Furthermore, differences were found in seven types of immune cells. The relative levels of immune cell types in Cluster 1, including M0 macrophages, activated mast cells, and neutrophils, were higher than those in Cluster 2, while naive B cells, follicular helper T cells, CD8 T cells and regulatory T cells (Tregs) were lower in Cluster 1. These seven types of immune cells are thought to be involved in regulating innate and adaptive immune responses and play key roles in the antitumor immune response. Macrophages play a suppressive role in the immune response31,32. Our results showed that Cluster 1 had a lower immune score, and the proportion of M0 macrophages was relatively high, indicating that Cluster 1 has a stronger immunosuppressive response in HNSCC samples.

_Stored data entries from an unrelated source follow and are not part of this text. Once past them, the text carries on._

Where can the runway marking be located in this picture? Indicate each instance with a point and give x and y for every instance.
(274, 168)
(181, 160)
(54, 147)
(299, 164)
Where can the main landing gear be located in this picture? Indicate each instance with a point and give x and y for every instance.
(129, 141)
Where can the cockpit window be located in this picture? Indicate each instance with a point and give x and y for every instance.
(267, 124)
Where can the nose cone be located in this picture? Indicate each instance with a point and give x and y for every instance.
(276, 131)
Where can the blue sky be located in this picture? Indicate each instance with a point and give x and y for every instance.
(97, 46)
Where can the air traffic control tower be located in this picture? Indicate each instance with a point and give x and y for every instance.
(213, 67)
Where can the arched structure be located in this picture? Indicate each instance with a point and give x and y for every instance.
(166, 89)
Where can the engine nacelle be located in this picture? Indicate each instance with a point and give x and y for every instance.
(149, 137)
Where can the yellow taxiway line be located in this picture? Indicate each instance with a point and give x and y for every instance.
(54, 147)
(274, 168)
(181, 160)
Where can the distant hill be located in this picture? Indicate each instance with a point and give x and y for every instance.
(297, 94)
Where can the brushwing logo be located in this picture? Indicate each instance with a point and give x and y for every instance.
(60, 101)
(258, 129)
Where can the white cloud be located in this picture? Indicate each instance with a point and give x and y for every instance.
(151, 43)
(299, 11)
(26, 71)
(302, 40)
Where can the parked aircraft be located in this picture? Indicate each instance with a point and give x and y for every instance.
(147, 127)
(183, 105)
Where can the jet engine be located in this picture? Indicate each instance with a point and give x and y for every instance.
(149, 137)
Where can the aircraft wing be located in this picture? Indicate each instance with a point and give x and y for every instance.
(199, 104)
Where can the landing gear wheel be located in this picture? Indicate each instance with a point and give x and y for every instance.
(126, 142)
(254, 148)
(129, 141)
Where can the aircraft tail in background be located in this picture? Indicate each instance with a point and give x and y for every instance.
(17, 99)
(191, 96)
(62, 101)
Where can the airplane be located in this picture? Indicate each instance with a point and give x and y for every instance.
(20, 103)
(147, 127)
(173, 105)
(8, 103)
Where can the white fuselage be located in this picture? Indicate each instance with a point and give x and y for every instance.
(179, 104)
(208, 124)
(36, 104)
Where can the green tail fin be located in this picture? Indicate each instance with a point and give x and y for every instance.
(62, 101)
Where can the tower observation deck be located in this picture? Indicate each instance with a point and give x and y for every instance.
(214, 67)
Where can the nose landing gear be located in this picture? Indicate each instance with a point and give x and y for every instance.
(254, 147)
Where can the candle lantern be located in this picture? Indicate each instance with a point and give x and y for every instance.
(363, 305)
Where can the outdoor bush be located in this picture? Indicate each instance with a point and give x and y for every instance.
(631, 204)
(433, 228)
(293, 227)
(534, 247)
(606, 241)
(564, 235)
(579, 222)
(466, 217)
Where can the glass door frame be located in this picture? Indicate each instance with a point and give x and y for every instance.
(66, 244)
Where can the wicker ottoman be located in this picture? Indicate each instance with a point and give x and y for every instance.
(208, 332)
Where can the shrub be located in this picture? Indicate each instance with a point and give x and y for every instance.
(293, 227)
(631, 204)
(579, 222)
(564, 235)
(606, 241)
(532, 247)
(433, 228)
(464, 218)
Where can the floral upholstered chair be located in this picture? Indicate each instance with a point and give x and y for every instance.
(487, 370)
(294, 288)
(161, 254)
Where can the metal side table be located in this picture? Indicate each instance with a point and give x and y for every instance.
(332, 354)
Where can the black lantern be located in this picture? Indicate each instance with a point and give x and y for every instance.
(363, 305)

Previous studies have reported the association between several of the twelve lncRNAs and cancer progression. However, there have been very few reports on the prognostic value of m6A-related lncRNAs in HNSCC patients. Thus, our study aimed to identify prognostic m6A-related lncRNAs, thereby exploring their potential roles in HNSCC tumorigenesis and progression.

In conclusion, this is the first study to identify m6A-related lncRNAs that can predict the outcomes of HNSCC. The different m6A-related lncRNAs play key roles in the complexity and heterogeneity of the TME. A twelve-gene signature model was developed that could predict the clinical progression of HNSCC. Moreover, two immune-related and prognostic m6A-related lncRNA clusters were constructed with significant differences in genomic alterations and the immune microenvironment in HNSCC samples. The m6A-related lncRNA clustering analysis of HNSCC samples provides new insight into the stratification of patients with different immune phenotypes as well as an in-depth understanding of immune molecular mechanisms in HNSCC. This study also has certain limitations. First, we analyzed m6A-related lncRNAs and genetic data only in HNSCC samples without normal controls. Second, this study is a bioinformatic and retrospective study. Third, we did not verify the lncRNA signature on other datasets.